As we can see, this code makes use of monitors to track both processes involved in the link. In order to track both processes and react to changes in their status, it is necessary to spawn a third process which will do the monitoring. This doesn’t happen with the built-in link primitive, but is necessary in this case since the link handling code resides outside the Node Controller.

The two matches passed to receiveWait both handle a ProcessMonitorNotification, and the predicate passed to matchIf is used to determine whether the notification we’re receiving is for the process that called us, or the linked to process. If the former dies, we’ve nothing more to do, since links are unidirectional. If the latter dies however, we must examine the DiedReason the ProcessMonitorNotification provides us with, to determine whether the subject exited normally (i.e., with DiedNormal). If the exit was abnormal, we throw a ProcessLinkException to the original caller, which is exactly how an ordinary link would behave.

Linking and monitoring are foundational tools for supervising processes, where a top level process manages a set of children, starting, stopping and restarting them as necessary.

Exit signals in Cloud Haskell then, are unlike asynchronous exceptions in other haskell code. Whilst a process can use asynchronous exceptions - there’s nothing stoping this since the Process monad is an instance of MonadIO - as we’ve seen, exceptions thrown are not bound by the same ordering guarantees as messages delivered to a process. Link failures and exit signals might work via asynchronous exceptions - that is the case in the current implementation - but these are implemented in such a fashion that if you send a message and then an exit signal, the message is guaranteed to arrive first.

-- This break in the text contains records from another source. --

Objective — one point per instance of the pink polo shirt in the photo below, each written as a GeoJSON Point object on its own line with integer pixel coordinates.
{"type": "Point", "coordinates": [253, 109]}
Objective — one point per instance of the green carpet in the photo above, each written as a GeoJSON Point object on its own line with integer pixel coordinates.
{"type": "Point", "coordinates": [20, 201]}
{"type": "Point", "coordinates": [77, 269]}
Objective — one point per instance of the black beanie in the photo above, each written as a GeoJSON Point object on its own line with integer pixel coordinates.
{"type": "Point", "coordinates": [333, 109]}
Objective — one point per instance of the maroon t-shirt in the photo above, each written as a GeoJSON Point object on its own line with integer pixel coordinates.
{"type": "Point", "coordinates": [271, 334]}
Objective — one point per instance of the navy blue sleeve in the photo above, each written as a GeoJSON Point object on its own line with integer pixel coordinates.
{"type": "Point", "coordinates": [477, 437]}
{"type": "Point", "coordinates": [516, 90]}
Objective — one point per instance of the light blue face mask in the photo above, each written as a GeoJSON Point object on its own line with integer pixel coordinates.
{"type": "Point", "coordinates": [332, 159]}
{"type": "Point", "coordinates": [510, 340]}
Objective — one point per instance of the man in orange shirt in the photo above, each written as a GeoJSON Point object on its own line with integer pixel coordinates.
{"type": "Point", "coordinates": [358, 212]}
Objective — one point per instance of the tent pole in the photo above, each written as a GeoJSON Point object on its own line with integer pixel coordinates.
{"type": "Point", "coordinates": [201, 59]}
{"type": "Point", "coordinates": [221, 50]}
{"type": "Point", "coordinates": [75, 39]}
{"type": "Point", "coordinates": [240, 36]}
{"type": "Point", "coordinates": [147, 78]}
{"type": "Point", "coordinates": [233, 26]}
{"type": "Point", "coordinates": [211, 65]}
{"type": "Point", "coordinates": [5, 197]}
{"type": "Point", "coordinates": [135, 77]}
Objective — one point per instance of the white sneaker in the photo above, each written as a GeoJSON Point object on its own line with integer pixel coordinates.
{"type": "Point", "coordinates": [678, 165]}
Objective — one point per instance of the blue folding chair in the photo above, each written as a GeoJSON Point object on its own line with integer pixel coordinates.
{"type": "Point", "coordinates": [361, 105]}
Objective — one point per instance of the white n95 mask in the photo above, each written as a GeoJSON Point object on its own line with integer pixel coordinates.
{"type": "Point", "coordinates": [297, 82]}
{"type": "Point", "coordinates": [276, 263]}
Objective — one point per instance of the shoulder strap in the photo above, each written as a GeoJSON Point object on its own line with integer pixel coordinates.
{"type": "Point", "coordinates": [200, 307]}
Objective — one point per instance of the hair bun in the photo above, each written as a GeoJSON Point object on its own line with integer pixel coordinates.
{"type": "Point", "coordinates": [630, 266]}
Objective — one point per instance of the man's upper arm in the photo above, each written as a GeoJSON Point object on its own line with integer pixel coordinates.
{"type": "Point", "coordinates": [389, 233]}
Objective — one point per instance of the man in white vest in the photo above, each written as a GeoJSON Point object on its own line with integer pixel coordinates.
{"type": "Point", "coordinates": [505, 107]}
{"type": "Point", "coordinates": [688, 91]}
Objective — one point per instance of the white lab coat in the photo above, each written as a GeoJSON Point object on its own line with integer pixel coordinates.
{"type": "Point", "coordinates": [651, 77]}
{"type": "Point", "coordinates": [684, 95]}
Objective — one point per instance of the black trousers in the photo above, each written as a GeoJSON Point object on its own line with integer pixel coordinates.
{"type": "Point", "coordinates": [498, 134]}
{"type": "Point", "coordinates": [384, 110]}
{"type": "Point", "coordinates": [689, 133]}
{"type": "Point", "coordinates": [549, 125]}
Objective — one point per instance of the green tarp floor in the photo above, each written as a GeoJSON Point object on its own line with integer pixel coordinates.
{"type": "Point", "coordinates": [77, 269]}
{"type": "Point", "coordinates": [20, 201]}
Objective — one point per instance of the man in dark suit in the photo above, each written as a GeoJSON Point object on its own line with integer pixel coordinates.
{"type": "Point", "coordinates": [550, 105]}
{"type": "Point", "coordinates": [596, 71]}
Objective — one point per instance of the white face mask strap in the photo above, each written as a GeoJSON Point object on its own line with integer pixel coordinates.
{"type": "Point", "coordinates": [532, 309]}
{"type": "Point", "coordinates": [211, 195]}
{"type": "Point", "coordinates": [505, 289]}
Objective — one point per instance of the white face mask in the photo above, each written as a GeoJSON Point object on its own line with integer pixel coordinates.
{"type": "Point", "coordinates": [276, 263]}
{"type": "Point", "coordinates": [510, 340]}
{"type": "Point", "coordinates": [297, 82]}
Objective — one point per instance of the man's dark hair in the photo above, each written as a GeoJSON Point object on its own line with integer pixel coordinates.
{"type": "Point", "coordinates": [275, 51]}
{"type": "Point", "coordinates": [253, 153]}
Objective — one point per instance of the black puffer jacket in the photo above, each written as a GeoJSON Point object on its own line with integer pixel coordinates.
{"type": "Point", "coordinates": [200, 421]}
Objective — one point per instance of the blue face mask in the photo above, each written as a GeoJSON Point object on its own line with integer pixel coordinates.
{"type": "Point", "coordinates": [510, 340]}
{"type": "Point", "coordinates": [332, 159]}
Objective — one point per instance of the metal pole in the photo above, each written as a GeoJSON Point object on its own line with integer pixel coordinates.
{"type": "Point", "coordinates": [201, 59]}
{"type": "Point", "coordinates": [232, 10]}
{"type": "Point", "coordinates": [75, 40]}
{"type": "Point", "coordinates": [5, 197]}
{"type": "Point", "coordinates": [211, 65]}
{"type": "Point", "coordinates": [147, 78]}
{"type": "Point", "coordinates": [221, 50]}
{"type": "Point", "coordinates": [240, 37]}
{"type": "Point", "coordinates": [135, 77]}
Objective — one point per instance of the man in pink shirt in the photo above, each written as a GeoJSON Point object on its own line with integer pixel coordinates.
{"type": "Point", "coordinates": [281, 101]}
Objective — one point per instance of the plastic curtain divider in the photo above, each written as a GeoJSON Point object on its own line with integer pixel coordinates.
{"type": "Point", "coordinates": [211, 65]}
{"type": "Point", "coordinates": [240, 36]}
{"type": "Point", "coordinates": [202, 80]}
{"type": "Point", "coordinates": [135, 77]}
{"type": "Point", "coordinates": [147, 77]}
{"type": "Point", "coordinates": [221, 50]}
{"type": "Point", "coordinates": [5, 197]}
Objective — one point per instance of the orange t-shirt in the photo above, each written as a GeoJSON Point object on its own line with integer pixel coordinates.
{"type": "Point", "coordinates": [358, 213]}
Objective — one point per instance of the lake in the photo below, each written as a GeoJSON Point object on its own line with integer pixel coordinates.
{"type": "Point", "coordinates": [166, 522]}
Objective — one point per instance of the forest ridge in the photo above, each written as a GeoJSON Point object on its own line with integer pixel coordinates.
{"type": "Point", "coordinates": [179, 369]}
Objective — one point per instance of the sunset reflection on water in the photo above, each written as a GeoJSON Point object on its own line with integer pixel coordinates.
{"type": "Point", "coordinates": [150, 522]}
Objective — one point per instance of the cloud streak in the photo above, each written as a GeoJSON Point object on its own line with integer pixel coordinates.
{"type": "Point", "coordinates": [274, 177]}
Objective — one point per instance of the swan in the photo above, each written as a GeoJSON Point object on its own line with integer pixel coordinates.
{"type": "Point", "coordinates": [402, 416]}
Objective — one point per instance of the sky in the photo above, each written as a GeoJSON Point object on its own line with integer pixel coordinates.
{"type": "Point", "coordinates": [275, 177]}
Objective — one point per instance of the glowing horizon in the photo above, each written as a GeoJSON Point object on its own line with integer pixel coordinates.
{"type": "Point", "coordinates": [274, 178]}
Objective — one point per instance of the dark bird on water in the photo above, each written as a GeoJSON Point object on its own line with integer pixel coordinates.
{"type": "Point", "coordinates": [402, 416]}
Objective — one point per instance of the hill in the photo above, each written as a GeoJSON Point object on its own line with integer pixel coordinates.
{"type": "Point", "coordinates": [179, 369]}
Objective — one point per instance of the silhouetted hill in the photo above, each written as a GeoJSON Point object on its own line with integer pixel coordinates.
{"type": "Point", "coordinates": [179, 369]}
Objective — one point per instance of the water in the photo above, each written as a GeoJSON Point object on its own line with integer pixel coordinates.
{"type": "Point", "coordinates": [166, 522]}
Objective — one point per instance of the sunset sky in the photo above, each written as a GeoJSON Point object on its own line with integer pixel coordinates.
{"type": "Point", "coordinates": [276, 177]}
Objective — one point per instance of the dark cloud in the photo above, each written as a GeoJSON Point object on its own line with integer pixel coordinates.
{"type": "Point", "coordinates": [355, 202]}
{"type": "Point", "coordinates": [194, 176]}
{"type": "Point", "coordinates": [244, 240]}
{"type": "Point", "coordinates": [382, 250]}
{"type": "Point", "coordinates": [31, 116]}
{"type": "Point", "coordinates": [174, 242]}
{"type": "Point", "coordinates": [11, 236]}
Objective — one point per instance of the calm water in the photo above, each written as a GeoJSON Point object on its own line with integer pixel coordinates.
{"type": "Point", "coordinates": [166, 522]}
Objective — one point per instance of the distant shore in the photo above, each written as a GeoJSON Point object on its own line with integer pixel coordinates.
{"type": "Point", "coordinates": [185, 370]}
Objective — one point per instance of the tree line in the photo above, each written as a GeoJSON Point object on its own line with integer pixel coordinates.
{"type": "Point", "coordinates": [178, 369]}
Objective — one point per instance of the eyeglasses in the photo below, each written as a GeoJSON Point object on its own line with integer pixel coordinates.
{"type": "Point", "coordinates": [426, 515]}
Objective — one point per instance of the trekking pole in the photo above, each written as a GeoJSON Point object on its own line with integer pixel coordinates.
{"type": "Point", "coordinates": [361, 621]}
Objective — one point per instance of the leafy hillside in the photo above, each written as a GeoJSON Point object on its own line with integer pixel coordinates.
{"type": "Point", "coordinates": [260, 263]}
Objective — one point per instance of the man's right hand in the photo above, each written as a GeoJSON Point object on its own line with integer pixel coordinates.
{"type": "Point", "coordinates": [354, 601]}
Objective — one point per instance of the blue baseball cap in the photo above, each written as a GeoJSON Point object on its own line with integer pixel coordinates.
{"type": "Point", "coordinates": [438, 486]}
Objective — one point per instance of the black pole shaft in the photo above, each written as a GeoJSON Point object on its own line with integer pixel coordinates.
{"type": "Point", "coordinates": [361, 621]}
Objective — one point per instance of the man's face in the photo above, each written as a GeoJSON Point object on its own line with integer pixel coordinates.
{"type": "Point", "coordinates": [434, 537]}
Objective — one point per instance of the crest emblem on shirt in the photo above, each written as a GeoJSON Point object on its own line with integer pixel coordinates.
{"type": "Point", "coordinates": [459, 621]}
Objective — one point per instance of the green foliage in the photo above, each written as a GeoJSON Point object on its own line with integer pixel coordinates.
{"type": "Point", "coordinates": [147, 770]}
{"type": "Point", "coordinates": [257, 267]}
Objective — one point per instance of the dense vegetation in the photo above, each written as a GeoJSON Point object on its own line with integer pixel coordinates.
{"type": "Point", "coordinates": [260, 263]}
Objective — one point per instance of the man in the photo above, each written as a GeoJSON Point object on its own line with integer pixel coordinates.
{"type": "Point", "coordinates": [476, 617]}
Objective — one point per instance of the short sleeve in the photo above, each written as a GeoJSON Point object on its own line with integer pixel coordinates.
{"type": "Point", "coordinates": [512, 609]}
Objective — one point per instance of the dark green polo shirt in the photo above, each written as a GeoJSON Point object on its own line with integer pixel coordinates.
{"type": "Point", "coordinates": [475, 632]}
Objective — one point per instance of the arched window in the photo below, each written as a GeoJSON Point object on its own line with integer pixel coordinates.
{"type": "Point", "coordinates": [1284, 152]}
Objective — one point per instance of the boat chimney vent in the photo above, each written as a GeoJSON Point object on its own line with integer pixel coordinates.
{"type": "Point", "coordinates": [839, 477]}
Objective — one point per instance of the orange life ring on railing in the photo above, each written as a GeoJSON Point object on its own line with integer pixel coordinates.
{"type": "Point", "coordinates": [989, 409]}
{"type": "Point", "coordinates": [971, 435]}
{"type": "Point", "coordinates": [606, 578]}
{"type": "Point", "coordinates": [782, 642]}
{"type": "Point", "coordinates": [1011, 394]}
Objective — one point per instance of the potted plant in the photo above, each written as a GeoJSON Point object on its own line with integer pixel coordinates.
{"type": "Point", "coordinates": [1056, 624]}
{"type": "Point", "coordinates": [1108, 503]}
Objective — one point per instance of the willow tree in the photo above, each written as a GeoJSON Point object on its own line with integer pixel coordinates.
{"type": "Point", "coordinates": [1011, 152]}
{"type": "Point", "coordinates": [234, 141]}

You should avoid throwing your own exceptions in code where possible. Instead, you should terminate yourself, or another process, using the built-in primitives exit, kill and die.

Getting Process Info

The getProcessInfo function provides a means for us to obtain information about a running process. The ProcessInfo type it returns contains the local node id and a list of registered names, monitors and links for the process. The call returns Nothing if the process in question is not alive.